Alex Townsend is an Associate Professor at Cornell University in the Mathematics Department. His research is in Applied Mathematics and most recently focuses on developing machines to learn partial differential equations from data. Before Cornell, he was an Applied Math instructor at MIT (2014-2016) and a DPhil student at the University of Oxford (2010-2014). He was awarded a SIAM Computational Science and Engineering best paper prize in 2023, a Simons Fellowship in 2022, an NSF CAREER in 2021, a SIGEST paper award in 2019, the SIAG/LA Early Career Prize in applicable linear algebra in 2018, and the Leslie Fox Prize in 2015.
Scientifically-Minded Artificial Intelligence
Artificial intelligence has been in the news a lot recently. You’ve probably heard about AI’s ability to do impressive things, like generating targeted ads, making chatbots, and even defeating humans in chess.
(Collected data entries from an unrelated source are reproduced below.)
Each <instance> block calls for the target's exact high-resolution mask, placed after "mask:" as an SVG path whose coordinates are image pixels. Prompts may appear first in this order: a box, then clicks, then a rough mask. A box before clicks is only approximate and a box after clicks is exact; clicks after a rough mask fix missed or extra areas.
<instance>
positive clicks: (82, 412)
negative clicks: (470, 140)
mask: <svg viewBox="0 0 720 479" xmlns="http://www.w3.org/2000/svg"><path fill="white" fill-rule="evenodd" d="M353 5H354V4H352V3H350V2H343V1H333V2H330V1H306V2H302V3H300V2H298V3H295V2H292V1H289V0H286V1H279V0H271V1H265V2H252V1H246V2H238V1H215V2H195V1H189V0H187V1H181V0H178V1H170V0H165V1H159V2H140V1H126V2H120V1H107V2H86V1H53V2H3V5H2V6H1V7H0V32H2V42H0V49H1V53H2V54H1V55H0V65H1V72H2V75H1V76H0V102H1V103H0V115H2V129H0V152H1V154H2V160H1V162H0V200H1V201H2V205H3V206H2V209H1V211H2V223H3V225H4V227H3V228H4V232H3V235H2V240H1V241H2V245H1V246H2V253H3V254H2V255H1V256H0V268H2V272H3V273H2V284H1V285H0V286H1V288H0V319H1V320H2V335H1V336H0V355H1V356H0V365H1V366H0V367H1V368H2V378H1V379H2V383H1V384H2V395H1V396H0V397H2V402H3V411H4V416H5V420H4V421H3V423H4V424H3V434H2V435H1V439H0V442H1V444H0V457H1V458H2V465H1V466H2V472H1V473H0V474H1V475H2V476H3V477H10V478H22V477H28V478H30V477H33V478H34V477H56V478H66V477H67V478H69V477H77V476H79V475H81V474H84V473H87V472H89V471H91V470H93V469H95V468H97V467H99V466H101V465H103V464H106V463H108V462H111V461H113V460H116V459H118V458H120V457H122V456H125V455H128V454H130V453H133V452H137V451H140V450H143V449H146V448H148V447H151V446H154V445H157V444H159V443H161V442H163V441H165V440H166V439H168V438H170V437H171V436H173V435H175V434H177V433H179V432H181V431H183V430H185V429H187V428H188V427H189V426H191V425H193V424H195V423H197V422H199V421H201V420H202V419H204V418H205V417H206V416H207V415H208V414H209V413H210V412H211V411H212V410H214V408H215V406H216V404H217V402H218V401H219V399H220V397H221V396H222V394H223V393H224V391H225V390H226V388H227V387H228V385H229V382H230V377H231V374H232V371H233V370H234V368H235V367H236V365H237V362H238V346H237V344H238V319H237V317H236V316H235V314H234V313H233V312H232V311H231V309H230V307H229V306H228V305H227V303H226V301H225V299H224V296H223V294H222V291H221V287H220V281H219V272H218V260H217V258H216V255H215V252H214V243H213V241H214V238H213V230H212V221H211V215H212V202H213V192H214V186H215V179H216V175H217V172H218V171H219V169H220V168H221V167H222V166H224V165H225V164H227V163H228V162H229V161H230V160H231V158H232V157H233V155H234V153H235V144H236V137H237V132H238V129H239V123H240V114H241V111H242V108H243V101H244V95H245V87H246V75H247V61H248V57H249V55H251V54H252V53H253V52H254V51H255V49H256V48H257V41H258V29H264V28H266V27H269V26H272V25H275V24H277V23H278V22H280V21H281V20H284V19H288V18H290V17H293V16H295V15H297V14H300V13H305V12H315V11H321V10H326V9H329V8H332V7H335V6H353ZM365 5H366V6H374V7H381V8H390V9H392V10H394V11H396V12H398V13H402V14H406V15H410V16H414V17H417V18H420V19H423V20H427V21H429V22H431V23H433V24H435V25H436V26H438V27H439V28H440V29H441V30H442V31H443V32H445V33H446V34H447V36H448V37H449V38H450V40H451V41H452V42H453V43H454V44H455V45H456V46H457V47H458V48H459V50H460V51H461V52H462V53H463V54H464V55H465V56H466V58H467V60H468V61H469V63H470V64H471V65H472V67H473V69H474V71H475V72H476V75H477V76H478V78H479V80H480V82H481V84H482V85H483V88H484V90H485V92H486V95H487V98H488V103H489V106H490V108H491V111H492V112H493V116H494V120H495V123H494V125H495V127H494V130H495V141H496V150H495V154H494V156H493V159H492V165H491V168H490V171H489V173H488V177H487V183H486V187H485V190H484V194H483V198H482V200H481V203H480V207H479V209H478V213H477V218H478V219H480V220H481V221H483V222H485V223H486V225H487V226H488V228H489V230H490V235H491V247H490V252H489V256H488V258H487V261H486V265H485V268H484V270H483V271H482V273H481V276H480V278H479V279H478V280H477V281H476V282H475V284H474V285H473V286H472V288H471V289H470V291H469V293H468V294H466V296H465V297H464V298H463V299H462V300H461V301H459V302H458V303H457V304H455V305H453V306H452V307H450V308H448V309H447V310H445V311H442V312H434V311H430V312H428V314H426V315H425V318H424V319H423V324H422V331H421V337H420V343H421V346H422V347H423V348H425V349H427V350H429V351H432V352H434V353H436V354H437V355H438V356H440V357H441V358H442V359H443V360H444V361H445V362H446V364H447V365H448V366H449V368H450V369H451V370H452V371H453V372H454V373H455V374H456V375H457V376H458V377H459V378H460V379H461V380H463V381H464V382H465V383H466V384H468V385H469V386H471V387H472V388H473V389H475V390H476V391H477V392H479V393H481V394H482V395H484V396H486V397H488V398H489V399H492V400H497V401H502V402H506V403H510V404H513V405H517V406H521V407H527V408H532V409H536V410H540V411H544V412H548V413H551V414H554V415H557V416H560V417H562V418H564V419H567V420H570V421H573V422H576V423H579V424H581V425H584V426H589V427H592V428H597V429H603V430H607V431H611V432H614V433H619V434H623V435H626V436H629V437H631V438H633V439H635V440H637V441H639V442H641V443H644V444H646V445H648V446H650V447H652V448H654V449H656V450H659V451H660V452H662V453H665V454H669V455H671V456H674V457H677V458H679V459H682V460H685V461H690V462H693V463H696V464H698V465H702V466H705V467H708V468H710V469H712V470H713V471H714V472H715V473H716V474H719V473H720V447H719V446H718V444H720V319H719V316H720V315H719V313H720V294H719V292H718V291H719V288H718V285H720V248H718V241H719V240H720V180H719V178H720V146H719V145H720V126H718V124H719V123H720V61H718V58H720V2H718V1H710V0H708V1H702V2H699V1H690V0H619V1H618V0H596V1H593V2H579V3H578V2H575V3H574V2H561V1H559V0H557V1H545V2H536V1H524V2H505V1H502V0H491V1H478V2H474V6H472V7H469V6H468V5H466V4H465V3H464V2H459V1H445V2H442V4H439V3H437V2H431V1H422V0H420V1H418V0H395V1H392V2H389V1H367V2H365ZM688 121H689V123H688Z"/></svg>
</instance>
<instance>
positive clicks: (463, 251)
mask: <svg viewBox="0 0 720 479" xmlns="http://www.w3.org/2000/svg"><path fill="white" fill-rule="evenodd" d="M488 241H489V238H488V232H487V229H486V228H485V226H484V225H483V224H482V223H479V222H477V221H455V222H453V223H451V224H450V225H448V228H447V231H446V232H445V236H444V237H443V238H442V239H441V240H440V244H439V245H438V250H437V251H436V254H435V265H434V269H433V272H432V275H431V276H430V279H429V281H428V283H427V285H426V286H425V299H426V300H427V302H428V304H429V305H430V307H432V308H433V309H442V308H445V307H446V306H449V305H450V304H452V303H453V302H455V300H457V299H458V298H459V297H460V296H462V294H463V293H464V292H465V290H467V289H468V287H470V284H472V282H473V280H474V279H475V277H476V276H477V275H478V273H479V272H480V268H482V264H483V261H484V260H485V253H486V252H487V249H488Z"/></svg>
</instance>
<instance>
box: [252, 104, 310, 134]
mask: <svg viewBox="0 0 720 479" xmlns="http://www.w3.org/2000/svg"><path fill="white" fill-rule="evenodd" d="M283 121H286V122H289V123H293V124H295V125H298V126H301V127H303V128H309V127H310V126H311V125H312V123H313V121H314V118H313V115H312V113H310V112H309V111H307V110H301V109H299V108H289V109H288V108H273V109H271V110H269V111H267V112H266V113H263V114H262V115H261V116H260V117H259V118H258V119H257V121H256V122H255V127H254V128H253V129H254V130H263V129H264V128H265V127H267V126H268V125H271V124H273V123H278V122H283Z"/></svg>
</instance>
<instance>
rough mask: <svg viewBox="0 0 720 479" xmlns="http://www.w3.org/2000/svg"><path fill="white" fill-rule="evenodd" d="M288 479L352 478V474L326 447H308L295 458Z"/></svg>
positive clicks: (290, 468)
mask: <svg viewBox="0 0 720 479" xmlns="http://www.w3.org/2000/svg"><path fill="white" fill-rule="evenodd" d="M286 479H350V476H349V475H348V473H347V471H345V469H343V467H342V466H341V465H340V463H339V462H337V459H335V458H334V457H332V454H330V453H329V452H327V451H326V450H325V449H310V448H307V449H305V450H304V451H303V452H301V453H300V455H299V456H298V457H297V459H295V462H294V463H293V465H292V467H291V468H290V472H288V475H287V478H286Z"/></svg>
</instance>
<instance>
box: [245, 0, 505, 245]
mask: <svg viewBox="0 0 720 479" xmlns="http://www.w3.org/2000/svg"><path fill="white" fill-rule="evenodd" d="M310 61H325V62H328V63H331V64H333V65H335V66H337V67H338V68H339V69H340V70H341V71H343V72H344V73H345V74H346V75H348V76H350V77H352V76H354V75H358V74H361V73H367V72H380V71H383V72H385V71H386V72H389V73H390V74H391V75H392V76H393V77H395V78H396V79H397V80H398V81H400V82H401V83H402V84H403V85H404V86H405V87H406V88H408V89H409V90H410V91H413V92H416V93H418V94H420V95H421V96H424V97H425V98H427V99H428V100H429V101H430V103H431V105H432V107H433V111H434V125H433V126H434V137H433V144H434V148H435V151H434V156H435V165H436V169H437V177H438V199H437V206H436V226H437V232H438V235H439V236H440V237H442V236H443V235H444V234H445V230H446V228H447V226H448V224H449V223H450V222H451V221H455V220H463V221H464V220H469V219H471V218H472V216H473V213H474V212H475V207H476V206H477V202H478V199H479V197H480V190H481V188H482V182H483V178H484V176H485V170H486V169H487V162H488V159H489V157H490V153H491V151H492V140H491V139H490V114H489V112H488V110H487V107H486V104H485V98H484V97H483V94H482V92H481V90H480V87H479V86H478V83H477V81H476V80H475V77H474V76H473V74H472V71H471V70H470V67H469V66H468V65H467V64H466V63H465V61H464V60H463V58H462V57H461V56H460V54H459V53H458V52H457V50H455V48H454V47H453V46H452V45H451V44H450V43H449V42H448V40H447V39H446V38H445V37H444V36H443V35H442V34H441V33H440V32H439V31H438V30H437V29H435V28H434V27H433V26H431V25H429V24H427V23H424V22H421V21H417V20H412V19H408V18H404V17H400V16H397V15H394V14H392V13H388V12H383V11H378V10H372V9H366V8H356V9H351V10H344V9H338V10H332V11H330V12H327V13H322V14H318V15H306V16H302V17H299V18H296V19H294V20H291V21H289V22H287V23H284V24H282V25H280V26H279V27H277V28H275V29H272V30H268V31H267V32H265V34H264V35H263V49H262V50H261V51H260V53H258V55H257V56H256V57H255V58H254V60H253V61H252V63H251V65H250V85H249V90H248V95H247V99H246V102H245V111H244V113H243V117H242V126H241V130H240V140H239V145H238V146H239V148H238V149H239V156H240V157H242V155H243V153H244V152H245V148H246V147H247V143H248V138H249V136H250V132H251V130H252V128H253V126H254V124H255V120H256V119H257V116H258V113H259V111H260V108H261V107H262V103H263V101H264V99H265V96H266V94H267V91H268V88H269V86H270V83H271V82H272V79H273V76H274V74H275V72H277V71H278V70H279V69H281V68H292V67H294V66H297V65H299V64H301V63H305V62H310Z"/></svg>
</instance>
But you haven’t yet heard about AI doing science. We’re talking about a lab assistant who whispers scientific discoveries in your ear and never takes a coffee break. Researchers, including myself, are aiming to create this kind of scientifically-minded AI.
Right now, we can get AI to look at a patient’s mammogram and estimate the likelihood of breast cancer. So, AI is already doing remarkable things and saving lives. But AI offers no scientific insight, and AI’s only explanation for why a patient has cancer is “because it said so.” We’re trying to make a different kind of AI — a science teacher. We want to develop AI that can predict patterns in ways that give scientists insights.
In the 1660s, Newton realized that it is easier to find relationships between rates of change, like slopes, than to model the quantities themselves, for example, height above sea level. Newton discovered calculus, and the relationships between rates of change are now called differential equations. They’ve become the language of science, a way to describe the world and understand things like cloud formation and tsunami waves. . So, we’re working on getting AI to speak in Newton’s language of calculus. Instead of predicting the future, we want AI to look at data and tell us the underlying governing differential equation. This will make AI a bit like Sherlock Holmes’s trusty sidekick Dr. Watson, who helps us connect the dots, but a human scientist still solves the case.